Now, in conclusion, I have a suggestion and a request for how to make this a bipartisan and truly productive session. And I hope that those who are here will agree I've got a pretty record of working across party lines and of supporting the president when I believe he's right, even though other members of my party might not on -- on that occasion.
And my request is this -- is -- is before we go further today that the Democratic congressional leaders and you, Mr. President, renounce this idea of going back to the Congress and jamming through on a bipartisan -- I mean on a partisan vote through a little used process we call reconciliation your version of the bill.
You can say that this process has been used before, and that would be right. But it's never been used for anything like this. It's not appropriate to use to write the rules for 17 percent of the economy. Senator Byrd, who is the constitutional historian of the Senate, has said that it would be an outrage to run the health care bill through the Senate like a freight train with this process.
So this is the only place, the Senate, where the rights to the minority are protected. And sometimes, as Senator Byrd has said, the minority can be right. I remember reading Alexis de Tocqueville's books, which most of us have read. And he said in his American democracy that the greatest threat to the American democracy would be the tyranny of the majority.
When Republicans were trying to change the rules a few years ago -- you and I were both there. Senator McCain was very involved in that, about getting majority vote for judges. Then-Senator Obama said the following, "What we worry about is essentially having two chambers, the House and the Senate, who are simply majoritarian.

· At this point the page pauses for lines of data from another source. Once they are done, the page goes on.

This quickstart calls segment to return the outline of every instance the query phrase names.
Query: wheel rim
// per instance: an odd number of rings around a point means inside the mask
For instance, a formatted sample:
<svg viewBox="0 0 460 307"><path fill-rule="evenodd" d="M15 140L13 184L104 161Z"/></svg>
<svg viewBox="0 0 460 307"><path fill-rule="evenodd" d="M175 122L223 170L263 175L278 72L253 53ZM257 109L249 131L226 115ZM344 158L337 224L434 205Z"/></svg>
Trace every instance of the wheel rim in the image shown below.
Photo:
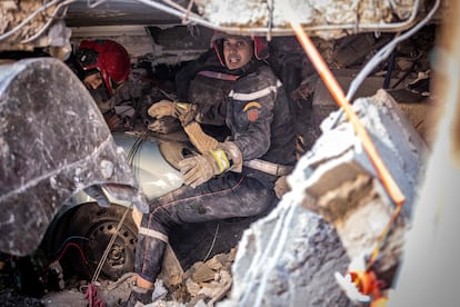
<svg viewBox="0 0 460 307"><path fill-rule="evenodd" d="M117 231L117 221L100 221L89 230L86 255L88 255L88 263L93 271L106 254L110 239ZM120 278L124 273L132 271L136 242L136 234L123 225L107 254L101 275L113 279Z"/></svg>

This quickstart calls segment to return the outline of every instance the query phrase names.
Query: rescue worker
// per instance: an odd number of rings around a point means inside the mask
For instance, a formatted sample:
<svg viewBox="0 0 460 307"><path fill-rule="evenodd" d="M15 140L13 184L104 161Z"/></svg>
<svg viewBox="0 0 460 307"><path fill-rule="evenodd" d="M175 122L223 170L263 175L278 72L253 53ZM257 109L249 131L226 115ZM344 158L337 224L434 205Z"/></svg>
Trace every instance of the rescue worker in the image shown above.
<svg viewBox="0 0 460 307"><path fill-rule="evenodd" d="M128 51L113 40L83 40L67 65L90 91L110 130L120 125L113 96L128 79L131 62Z"/></svg>
<svg viewBox="0 0 460 307"><path fill-rule="evenodd" d="M240 77L228 96L226 122L231 136L201 155L179 162L184 185L152 200L138 235L128 306L151 301L168 235L174 225L257 216L277 204L273 191L280 176L296 161L292 111L281 82L262 60L261 38L219 34L213 46L223 66ZM149 113L176 116L190 125L187 103L162 101Z"/></svg>

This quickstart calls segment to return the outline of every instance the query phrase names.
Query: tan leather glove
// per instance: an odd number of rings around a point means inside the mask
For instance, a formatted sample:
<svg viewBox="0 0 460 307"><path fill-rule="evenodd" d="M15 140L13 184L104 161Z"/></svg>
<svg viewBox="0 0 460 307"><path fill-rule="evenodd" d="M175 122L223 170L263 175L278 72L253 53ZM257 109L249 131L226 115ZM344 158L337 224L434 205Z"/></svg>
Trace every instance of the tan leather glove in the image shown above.
<svg viewBox="0 0 460 307"><path fill-rule="evenodd" d="M162 118L171 116L178 118L182 125L189 123L196 113L196 107L188 102L173 102L170 100L160 100L153 103L149 110L149 116L154 118Z"/></svg>
<svg viewBox="0 0 460 307"><path fill-rule="evenodd" d="M179 161L179 168L186 185L196 188L216 175L230 169L230 161L226 151L218 148L203 155L197 155Z"/></svg>

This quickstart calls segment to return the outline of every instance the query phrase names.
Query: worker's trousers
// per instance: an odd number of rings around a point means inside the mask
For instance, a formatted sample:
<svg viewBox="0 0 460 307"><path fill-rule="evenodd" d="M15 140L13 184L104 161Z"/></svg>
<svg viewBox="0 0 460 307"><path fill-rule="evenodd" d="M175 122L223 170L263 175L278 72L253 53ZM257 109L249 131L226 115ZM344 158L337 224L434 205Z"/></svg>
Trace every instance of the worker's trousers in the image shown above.
<svg viewBox="0 0 460 307"><path fill-rule="evenodd" d="M194 189L182 186L154 199L149 214L142 217L136 273L151 283L156 281L173 226L256 216L268 210L277 200L273 190L258 179L236 172L212 178Z"/></svg>

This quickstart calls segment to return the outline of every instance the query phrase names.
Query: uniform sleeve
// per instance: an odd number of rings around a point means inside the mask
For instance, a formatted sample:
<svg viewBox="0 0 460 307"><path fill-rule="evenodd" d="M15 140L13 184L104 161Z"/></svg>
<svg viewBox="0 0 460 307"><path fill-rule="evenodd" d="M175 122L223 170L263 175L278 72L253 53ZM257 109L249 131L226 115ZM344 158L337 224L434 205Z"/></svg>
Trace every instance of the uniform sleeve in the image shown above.
<svg viewBox="0 0 460 307"><path fill-rule="evenodd" d="M229 95L229 126L243 160L260 158L270 148L278 86L277 79L252 73L238 80Z"/></svg>

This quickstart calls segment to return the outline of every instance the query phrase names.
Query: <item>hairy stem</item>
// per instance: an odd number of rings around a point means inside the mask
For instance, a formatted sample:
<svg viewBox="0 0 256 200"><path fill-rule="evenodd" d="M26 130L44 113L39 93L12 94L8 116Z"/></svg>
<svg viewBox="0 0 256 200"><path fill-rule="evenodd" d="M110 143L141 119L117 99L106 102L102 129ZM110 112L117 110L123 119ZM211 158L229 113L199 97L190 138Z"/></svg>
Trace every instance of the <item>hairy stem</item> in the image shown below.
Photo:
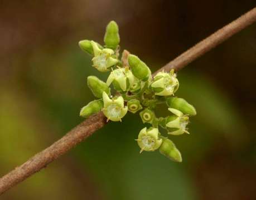
<svg viewBox="0 0 256 200"><path fill-rule="evenodd" d="M256 8L254 8L190 48L154 73L153 76L163 70L181 69L255 21ZM128 54L127 52L123 55L123 61L125 61ZM106 118L102 112L90 116L51 146L2 177L0 179L0 194L45 167L106 123Z"/></svg>

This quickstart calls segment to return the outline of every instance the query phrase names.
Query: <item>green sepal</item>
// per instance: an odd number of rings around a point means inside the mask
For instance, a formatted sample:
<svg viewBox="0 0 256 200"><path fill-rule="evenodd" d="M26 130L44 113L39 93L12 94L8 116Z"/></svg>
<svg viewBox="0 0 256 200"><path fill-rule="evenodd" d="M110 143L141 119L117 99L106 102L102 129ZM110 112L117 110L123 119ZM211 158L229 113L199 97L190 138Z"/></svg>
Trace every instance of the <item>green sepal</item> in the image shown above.
<svg viewBox="0 0 256 200"><path fill-rule="evenodd" d="M87 84L93 95L97 98L102 98L103 92L105 92L108 95L110 93L110 89L107 83L95 76L90 76L87 77Z"/></svg>
<svg viewBox="0 0 256 200"><path fill-rule="evenodd" d="M115 50L120 42L118 26L117 23L112 21L107 26L104 42L106 47Z"/></svg>
<svg viewBox="0 0 256 200"><path fill-rule="evenodd" d="M98 43L96 43L98 47L100 49L103 49L103 47ZM93 48L91 43L91 41L88 39L81 41L79 42L80 48L87 53L89 53L91 56L94 56Z"/></svg>
<svg viewBox="0 0 256 200"><path fill-rule="evenodd" d="M80 116L83 117L88 117L100 112L103 107L103 101L102 99L93 101L82 108Z"/></svg>
<svg viewBox="0 0 256 200"><path fill-rule="evenodd" d="M166 104L170 108L177 109L184 114L195 116L196 111L195 107L181 98L168 97L166 98Z"/></svg>
<svg viewBox="0 0 256 200"><path fill-rule="evenodd" d="M172 141L162 137L163 142L159 148L159 151L163 155L175 162L182 162L181 154Z"/></svg>
<svg viewBox="0 0 256 200"><path fill-rule="evenodd" d="M154 151L159 148L162 142L160 137L160 133L158 128L150 127L143 128L138 136L136 141L141 148L140 153L143 151Z"/></svg>
<svg viewBox="0 0 256 200"><path fill-rule="evenodd" d="M149 68L137 56L129 54L128 63L133 75L138 79L146 81L151 77Z"/></svg>

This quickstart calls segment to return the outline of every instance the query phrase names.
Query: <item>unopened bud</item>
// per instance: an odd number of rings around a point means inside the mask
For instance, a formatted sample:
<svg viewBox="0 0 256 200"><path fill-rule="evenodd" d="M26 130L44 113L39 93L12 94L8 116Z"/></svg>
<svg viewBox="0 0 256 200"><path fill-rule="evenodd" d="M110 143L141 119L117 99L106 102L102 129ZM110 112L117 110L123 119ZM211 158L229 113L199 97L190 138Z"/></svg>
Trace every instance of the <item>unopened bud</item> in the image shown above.
<svg viewBox="0 0 256 200"><path fill-rule="evenodd" d="M102 49L103 48L100 44L98 44L98 43L96 43L99 49ZM94 55L93 48L91 46L91 41L87 39L85 39L80 41L78 44L79 45L80 48L81 48L81 49L83 51L89 53L91 56Z"/></svg>
<svg viewBox="0 0 256 200"><path fill-rule="evenodd" d="M196 111L194 107L183 98L168 97L166 99L166 104L170 108L177 109L184 114L187 114L190 116L195 116L196 114Z"/></svg>
<svg viewBox="0 0 256 200"><path fill-rule="evenodd" d="M109 22L106 28L104 41L107 48L115 50L120 42L118 26L115 21Z"/></svg>
<svg viewBox="0 0 256 200"><path fill-rule="evenodd" d="M133 113L136 113L138 111L142 109L139 101L138 99L131 99L127 103L128 111Z"/></svg>
<svg viewBox="0 0 256 200"><path fill-rule="evenodd" d="M93 101L81 109L80 116L83 117L88 117L100 111L103 107L103 102L102 100L98 99Z"/></svg>
<svg viewBox="0 0 256 200"><path fill-rule="evenodd" d="M105 92L108 94L110 93L110 89L107 83L94 76L90 76L87 77L87 84L93 95L97 98L102 98L103 92Z"/></svg>
<svg viewBox="0 0 256 200"><path fill-rule="evenodd" d="M159 148L159 151L173 161L182 162L182 158L180 151L173 142L169 139L163 139L163 142Z"/></svg>
<svg viewBox="0 0 256 200"><path fill-rule="evenodd" d="M151 76L151 71L148 67L137 56L129 54L128 63L133 75L139 80L146 81Z"/></svg>

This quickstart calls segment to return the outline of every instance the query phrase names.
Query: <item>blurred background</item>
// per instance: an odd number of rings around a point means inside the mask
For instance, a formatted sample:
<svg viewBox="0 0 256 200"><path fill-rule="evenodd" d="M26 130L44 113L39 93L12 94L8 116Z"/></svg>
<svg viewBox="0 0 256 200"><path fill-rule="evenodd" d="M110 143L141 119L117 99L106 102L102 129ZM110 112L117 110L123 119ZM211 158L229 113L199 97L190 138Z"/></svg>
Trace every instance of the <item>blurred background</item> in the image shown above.
<svg viewBox="0 0 256 200"><path fill-rule="evenodd" d="M155 71L255 6L254 0L0 2L0 176L84 119L94 97L78 41L103 43L119 26L121 48ZM190 135L172 137L183 162L143 152L138 115L109 123L7 199L255 199L256 24L178 72L177 94L195 106ZM159 112L162 112L159 111Z"/></svg>

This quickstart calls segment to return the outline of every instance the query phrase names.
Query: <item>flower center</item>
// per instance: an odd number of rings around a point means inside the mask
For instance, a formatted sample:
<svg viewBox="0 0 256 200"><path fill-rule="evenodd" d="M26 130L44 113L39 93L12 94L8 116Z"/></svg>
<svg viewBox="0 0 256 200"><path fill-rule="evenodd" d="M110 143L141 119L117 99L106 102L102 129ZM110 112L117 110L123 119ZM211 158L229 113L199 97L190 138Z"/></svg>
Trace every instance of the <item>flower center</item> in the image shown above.
<svg viewBox="0 0 256 200"><path fill-rule="evenodd" d="M96 57L94 59L94 64L99 68L105 69L107 67L107 54L102 53Z"/></svg>
<svg viewBox="0 0 256 200"><path fill-rule="evenodd" d="M110 118L118 118L121 114L121 108L117 104L109 105L107 109Z"/></svg>
<svg viewBox="0 0 256 200"><path fill-rule="evenodd" d="M123 69L117 69L114 71L113 75L117 77L125 77L125 74L124 73Z"/></svg>
<svg viewBox="0 0 256 200"><path fill-rule="evenodd" d="M151 119L151 116L148 113L144 113L142 116L143 117L144 120L146 121L148 121Z"/></svg>
<svg viewBox="0 0 256 200"><path fill-rule="evenodd" d="M173 81L171 78L165 78L165 88L168 91L172 91L174 88Z"/></svg>
<svg viewBox="0 0 256 200"><path fill-rule="evenodd" d="M151 149L154 146L154 139L150 136L143 136L141 139L145 149Z"/></svg>
<svg viewBox="0 0 256 200"><path fill-rule="evenodd" d="M133 104L130 106L129 108L131 111L136 111L138 109L138 106L136 104Z"/></svg>
<svg viewBox="0 0 256 200"><path fill-rule="evenodd" d="M181 119L180 126L182 130L186 129L186 127L189 124L189 120L187 117L184 117Z"/></svg>

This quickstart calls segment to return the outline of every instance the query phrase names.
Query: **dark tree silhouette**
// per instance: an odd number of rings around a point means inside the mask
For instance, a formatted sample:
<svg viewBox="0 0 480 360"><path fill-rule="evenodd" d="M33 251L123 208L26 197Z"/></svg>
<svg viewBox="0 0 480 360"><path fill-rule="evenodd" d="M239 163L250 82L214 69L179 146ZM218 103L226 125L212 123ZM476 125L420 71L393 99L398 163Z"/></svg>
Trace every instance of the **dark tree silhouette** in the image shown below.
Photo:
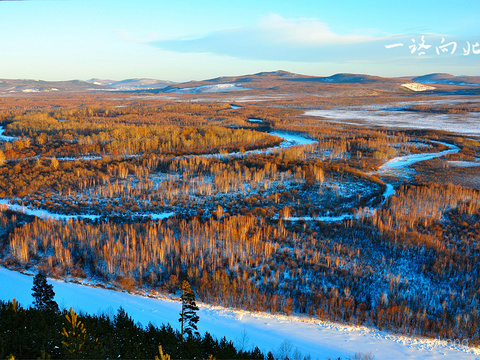
<svg viewBox="0 0 480 360"><path fill-rule="evenodd" d="M181 323L181 334L182 334L182 341L183 335L187 333L188 335L198 335L197 329L197 322L199 317L197 315L198 306L195 304L195 293L193 292L192 288L188 281L184 280L182 282L182 311L180 312L180 321ZM195 330L195 331L194 331Z"/></svg>
<svg viewBox="0 0 480 360"><path fill-rule="evenodd" d="M35 308L42 311L59 311L58 304L53 300L55 297L53 286L47 284L47 277L44 274L38 273L35 275L32 291Z"/></svg>

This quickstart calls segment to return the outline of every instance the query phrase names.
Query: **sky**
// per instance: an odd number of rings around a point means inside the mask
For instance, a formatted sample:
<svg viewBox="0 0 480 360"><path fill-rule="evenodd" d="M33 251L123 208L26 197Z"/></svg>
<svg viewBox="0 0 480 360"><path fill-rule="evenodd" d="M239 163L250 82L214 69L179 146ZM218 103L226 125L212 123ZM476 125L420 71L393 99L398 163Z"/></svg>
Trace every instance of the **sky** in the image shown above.
<svg viewBox="0 0 480 360"><path fill-rule="evenodd" d="M0 0L0 78L480 75L478 0Z"/></svg>

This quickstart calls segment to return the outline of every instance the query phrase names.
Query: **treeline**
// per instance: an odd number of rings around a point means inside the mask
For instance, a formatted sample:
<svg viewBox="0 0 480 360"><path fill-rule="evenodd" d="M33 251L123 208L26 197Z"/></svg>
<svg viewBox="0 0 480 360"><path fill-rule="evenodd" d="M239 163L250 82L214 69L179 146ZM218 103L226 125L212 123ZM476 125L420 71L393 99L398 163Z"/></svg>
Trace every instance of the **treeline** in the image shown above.
<svg viewBox="0 0 480 360"><path fill-rule="evenodd" d="M102 278L128 290L173 291L187 279L207 303L475 345L480 258L472 234L479 215L477 209L466 217L465 232L443 250L429 247L421 229L385 232L353 220L308 228L252 215L97 225L35 220L10 236L4 262ZM453 229L435 241L446 241Z"/></svg>
<svg viewBox="0 0 480 360"><path fill-rule="evenodd" d="M174 210L211 216L219 206L231 215L256 209L274 217L288 207L292 216L315 216L338 212L344 201L352 208L381 195L378 179L348 167L302 160L294 152L232 159L39 158L0 168L0 194L52 212L106 217ZM348 186L340 188L341 182Z"/></svg>
<svg viewBox="0 0 480 360"><path fill-rule="evenodd" d="M121 308L114 316L75 314L78 316L75 323L71 315L67 310L25 309L15 300L1 302L0 357L162 359L161 346L163 355L168 354L172 359L265 358L258 348L238 350L225 337L217 340L209 333L182 341L179 331L170 325L142 327Z"/></svg>
<svg viewBox="0 0 480 360"><path fill-rule="evenodd" d="M35 154L78 155L157 155L205 154L266 148L281 139L265 133L219 126L113 125L89 121L57 121L45 113L23 115L8 125L19 139L5 144L7 158ZM19 152L17 155L16 152Z"/></svg>

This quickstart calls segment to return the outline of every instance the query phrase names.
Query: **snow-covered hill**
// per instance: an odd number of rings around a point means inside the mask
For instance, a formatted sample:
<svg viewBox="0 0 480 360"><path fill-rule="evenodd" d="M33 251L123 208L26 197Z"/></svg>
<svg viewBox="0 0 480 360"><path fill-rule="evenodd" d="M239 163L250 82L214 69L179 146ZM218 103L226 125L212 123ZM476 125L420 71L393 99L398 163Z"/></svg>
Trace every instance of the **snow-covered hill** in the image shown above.
<svg viewBox="0 0 480 360"><path fill-rule="evenodd" d="M170 299L154 299L124 292L89 287L63 281L49 280L60 307L72 306L76 311L90 314L114 315L122 306L135 321L178 326L180 303ZM32 305L33 278L0 268L0 299L17 299L24 307ZM200 305L199 331L208 331L220 338L226 336L237 347L258 346L273 351L282 346L296 348L303 356L313 359L346 358L356 352L371 352L375 359L480 359L480 349L450 342L411 339L365 327L346 326L313 321L306 317L255 314L222 307Z"/></svg>

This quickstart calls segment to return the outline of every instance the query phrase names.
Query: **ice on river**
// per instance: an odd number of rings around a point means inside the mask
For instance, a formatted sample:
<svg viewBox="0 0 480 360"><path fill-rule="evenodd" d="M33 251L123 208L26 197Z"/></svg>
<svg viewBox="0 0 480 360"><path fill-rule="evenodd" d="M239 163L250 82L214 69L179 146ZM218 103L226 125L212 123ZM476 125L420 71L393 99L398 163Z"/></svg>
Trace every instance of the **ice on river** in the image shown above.
<svg viewBox="0 0 480 360"><path fill-rule="evenodd" d="M125 292L90 287L60 280L53 284L55 300L63 308L72 306L77 312L116 314L122 306L143 326L170 323L179 327L180 302L155 299ZM32 276L0 268L0 299L15 298L23 307L31 306ZM332 322L314 321L308 317L251 313L199 304L198 330L223 336L237 346L246 339L246 349L258 346L262 352L275 351L284 341L312 359L351 358L356 352L371 352L375 359L479 359L480 349L445 341L414 339L388 334L366 327L354 327ZM245 337L243 335L246 335Z"/></svg>

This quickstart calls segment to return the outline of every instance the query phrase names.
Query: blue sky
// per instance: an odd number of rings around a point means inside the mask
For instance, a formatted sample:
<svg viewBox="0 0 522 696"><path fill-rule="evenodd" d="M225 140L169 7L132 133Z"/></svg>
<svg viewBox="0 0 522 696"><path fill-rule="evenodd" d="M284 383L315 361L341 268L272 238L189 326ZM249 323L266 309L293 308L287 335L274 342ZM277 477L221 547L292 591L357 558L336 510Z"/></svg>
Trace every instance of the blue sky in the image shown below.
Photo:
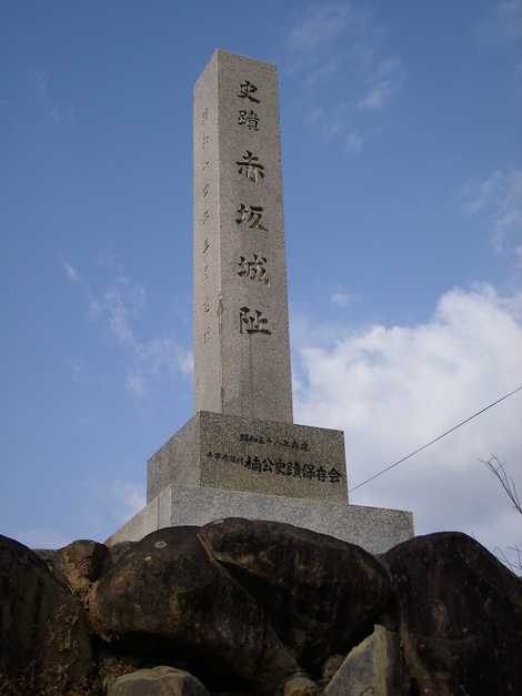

Absolute power on either side. That's just not what the founders intended." Which is another way of saying that the founders intended the Senate to be a place where the majority didn't rule on big issues.
And Senator Byrd in his book -- or Senator Reid in his book, writing about the gang of 14, said that the end of the filibuster requiring 60 votes to pass a bill would be the end of the United States Senate. And I think that's why Lyndon Johnson in the '60s passed the civil rights bills in Everett Dirksen's office, the Republican leader's, because he understood that having a bipartisan bill not only would pass it, but it would help the country accept it.
Senator Pat Moynihan has said, before he died, that he couldn't remember a big piece of social legislation that passed that wasn't bipartisan.
And after World War II in this very house, and in the room back over here, President Truman and General Marshall would meet once a week with Senator Arthur Vandenberg, the Republican chairman of the Senate Foreign Relations Committee, and write the Marshall Plan.
And General Marshall said that sometimes Van was my right hand and sometimes he was his right hand. And we know how to do it.
I mean, John Boehner and George Miller did that on No Child Left Behind. Mike Enzi and Ted Kennedy wrote 35 bills together. You mentioned that in your opening remarks. You and I and many other senators worked together on the America Competes Act.
We know how to do that. We can do that on health care as well.
But to do that, we'll have to renounce jamming it through in a partisan way. And if we don't, then the rest of what we do today will -- will not be relevant.
I mean, the only thing bipartisan will be the opposition to the bill, and we'll be saying to the American people who have tried to tell us in every way they know how -- town halls and elections and surveys -- that they don't want this bill, that they would like for us to start over.
So if we can do that -- start over -- we can write a health care bill. It means putting aside jamming it through. It means working together the way General Marshall and Senator Vandenberg did.
It means reducing health care costs and making that our goal for now, and not focusing on the other goals. And it means going step by step together to re-earn the trust of the American people.
We'd like to do that. And we appreciate the opportunity that you've given us today to say what our ideas are and to move forward. Thank you very much.